Lehigh Valley bridge conditions
Michael S. Donchez, Senior Transportation Planner
Pennsylvania contains about 25,000 state-owned bridges, the third largest in the nation, and leads the nation in the number of bridges classified as structurally deficient. Each of those bridges is inspected on at least a two-year cycle, more often if a bridge is identified with serious deterioration. The safety of those bridges and the traveling public is paramount. If a bridge is found to be unsafe, it is closed. Bridges deemed able to carry only certain weights are posted with weight limits. The Lehigh Valley contains a total of 912 bridges, 656 (72%) are state-owned, while 256 (28%) are locally-owned. Bridges can be classified as functionally obsolete—a bridge that does not meet current design standards (i.e. substandard lane or shoulder width, vertical clearance, etc.), or structurally deficient—a bridge in which one or more of its critical components requires significant
maintenance and repair to remain in service and eventual rehabilitation or replacement to address deficiencies. The following table depicts bridge conditions in the Lehigh Valley.

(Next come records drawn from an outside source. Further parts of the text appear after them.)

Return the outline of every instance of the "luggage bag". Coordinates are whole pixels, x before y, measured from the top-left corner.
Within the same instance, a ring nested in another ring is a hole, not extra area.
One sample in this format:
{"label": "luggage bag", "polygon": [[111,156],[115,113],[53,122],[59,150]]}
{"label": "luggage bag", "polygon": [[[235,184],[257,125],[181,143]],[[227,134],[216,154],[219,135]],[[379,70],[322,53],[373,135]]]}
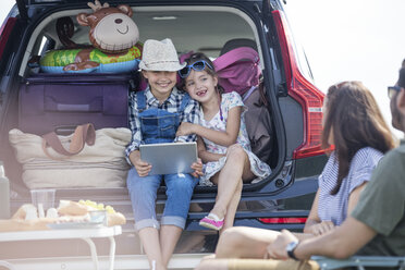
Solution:
{"label": "luggage bag", "polygon": [[20,88],[19,127],[70,134],[77,125],[127,127],[130,74],[36,74]]}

An initiative is underway to reduce the number of structurally deficient bridges in Pennsylvania. Referred to as the Rapid Bridge Replacement (RBR) Program, it is PennDOT’s ongoing effort to address the state’s 4,200 structurally deficient bridges more quickly. This program focuses on bridges of similar size and design. Most bridges on the RBR program are primarily crossings on smaller state highways, mainly in rural areas rather than interstate bridges or large river crossings. Addressing similarly designed bridges allows for increased efficiencies by allowing for the replacement of these structures more quickly.